The other day, when I changed a 100 CUC note in a bar, I was given change that I later discovered included a counterfeit 20 CUC bill. The paper was a different quality, and the watermark of Martí was missing, but otherwise it was a fairly good fake. Word on the street is that fake bills are being produced in Miami. Is it that Cubans on the island lack the technology or the gumption to counterfeit currency? Some people suggested passing the bill onto someone else, or perhaps going back to the bar and passing it off to them. It seemed like bad karma either way. What would Randy Cohen do? What would Jesus do? Or more appropriately, what would Che do?

It made me think that as long as everyone believed the piece of paper had value, it would keep circulating, and nobody would be the wiser. But once someone decided that the value the bill declared was an empty promise, the whole chain of obligations responsibilities would fall apart. The bank note would be just a piece of paper. The dreams and hopes that the bill could produce would vanish into the air, leaving the holder with the distinct feeling that they had been scammed. This is a sentiment not unheard of on the streets of Havana, especially among young people.

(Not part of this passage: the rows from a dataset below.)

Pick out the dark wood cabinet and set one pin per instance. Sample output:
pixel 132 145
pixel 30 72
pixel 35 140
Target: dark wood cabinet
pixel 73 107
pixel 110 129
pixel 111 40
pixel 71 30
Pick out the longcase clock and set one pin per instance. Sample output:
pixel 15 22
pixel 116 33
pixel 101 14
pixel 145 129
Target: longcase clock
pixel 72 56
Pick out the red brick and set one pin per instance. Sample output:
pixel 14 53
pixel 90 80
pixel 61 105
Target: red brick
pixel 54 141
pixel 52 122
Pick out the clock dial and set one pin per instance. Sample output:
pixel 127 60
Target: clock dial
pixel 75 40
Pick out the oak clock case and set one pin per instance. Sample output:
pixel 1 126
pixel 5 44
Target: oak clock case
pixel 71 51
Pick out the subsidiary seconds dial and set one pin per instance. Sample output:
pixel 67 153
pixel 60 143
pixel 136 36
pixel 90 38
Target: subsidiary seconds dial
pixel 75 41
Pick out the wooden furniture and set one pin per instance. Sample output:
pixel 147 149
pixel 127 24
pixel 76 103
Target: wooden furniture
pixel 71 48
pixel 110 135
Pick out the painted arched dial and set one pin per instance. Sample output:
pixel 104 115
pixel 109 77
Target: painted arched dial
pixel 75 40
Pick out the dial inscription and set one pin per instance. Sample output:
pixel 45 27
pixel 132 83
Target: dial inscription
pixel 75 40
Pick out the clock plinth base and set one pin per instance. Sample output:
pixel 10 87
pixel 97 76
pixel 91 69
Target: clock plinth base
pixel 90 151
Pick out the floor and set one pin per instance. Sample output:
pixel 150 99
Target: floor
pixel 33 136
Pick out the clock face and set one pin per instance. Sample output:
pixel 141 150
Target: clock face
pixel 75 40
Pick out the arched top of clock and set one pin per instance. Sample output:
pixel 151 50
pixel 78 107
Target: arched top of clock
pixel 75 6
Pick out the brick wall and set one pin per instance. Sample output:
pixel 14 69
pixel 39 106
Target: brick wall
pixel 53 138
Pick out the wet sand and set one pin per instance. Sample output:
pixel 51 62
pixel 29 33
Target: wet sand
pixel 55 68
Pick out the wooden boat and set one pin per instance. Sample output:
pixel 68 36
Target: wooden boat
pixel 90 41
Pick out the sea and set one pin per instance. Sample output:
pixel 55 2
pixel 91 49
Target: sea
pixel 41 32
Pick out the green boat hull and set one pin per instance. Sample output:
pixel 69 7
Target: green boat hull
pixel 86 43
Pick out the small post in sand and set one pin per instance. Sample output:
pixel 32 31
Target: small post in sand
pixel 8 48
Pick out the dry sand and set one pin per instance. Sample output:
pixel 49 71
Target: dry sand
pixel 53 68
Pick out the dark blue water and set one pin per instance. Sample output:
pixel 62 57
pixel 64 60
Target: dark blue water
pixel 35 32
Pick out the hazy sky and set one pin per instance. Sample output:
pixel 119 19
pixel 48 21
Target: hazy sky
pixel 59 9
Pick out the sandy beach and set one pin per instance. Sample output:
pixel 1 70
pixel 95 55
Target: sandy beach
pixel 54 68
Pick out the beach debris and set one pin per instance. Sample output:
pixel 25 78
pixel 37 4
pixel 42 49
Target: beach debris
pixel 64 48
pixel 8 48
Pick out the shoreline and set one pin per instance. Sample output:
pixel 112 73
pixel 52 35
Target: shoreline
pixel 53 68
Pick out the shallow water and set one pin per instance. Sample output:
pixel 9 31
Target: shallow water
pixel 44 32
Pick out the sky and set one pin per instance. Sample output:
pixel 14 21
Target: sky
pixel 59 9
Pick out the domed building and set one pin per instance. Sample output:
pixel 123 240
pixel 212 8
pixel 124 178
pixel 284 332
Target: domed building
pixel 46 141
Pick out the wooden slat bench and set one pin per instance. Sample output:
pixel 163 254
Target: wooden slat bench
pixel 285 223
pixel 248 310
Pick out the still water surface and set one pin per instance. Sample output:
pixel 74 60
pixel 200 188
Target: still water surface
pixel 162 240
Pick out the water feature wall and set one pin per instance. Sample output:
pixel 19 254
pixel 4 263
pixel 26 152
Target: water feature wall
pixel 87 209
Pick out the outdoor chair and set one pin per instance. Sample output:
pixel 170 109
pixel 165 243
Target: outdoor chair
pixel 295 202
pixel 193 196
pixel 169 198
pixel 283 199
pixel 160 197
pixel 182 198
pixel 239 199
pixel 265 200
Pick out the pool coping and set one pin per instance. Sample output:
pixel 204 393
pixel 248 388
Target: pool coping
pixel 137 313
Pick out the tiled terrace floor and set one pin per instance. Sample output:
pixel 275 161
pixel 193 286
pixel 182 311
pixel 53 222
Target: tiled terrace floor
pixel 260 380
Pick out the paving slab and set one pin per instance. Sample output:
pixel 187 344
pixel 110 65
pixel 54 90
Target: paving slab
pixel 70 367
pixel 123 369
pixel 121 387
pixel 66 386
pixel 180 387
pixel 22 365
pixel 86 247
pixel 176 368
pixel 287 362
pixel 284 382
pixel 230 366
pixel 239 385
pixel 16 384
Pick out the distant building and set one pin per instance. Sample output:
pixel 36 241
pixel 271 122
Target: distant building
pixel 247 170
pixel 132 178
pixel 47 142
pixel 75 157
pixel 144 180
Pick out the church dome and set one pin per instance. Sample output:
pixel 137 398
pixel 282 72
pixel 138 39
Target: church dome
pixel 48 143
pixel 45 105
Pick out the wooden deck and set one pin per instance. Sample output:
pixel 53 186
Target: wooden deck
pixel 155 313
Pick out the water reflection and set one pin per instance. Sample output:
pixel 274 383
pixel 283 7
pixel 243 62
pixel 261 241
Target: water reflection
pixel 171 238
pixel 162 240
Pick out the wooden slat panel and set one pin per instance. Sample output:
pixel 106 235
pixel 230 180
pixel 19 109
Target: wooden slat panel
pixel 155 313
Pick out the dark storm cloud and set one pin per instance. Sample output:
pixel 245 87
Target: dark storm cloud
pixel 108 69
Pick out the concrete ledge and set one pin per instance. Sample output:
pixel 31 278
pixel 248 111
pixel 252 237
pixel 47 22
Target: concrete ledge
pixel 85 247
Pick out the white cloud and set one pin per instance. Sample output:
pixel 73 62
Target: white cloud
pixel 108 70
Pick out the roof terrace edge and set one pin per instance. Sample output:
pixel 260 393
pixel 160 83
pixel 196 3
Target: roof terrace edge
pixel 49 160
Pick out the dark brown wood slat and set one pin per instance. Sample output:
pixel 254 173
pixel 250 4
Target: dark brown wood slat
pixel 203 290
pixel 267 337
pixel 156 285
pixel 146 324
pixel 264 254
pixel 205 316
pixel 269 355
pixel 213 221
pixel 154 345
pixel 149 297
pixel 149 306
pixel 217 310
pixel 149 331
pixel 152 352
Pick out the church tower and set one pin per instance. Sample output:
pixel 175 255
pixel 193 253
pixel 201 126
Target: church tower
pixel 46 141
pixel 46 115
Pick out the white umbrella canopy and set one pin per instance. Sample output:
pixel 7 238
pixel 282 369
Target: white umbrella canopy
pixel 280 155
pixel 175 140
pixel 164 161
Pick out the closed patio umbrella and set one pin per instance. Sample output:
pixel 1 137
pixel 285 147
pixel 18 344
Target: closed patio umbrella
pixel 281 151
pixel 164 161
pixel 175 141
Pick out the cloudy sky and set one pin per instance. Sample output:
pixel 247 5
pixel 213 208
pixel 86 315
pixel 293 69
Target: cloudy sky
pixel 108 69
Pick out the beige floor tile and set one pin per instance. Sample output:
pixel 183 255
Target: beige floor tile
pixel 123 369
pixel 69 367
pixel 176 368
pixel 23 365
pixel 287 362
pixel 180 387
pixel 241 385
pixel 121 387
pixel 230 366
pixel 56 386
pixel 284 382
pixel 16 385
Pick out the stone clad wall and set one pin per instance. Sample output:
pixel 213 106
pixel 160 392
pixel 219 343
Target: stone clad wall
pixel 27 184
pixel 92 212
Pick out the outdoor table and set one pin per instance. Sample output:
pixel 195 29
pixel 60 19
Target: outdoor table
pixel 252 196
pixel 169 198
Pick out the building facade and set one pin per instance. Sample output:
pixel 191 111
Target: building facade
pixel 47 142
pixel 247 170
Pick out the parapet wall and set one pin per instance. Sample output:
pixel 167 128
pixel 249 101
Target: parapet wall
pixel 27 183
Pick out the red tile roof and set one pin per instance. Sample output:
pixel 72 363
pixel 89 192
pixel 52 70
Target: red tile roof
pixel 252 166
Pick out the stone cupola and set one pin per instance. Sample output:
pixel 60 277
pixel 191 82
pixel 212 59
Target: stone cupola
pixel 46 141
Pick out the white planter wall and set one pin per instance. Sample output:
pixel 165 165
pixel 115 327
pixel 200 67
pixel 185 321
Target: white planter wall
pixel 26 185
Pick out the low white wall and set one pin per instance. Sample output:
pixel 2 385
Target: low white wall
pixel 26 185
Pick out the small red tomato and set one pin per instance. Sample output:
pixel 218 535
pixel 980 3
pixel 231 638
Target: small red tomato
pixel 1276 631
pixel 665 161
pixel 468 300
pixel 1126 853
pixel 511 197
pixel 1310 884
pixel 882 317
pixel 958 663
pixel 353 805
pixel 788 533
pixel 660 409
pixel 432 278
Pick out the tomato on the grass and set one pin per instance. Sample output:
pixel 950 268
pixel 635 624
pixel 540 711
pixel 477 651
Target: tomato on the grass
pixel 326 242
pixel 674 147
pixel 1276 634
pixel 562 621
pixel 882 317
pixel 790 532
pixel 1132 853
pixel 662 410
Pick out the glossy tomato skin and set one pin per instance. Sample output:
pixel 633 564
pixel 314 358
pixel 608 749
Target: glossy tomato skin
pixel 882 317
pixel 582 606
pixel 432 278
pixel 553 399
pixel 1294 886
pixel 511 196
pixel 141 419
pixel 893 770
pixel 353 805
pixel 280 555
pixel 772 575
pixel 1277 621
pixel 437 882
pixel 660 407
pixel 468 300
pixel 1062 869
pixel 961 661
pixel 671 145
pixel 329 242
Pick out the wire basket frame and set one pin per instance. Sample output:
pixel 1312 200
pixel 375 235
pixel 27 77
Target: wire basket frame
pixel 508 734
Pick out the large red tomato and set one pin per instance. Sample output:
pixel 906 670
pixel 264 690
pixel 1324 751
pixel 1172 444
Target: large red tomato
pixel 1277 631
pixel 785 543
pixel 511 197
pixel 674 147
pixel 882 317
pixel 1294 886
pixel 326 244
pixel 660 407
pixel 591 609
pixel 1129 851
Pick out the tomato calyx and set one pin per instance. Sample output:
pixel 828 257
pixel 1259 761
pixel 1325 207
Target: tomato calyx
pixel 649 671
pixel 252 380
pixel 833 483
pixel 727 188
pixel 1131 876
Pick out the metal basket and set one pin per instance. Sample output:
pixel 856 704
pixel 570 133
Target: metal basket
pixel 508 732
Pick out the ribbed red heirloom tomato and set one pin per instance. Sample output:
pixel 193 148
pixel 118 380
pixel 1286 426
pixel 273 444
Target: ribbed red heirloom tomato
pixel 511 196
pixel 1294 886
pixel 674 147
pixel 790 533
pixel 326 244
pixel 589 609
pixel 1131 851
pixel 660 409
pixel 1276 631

I decided to keep the fake 20 CUC bill as a souvenir of all of the fake promises, the promises made by banks and politicians, the promises made by lawyers and doctors, the everyday promises we make to each other as well. This fake 20 CUC bill takes on a new value now as an objet d’art. This tattered piece of paper is a poem, a flag raised in honor of the false prophets and false profits of people chasing the fula and dreams on a humid and rainy day in Havana in late February.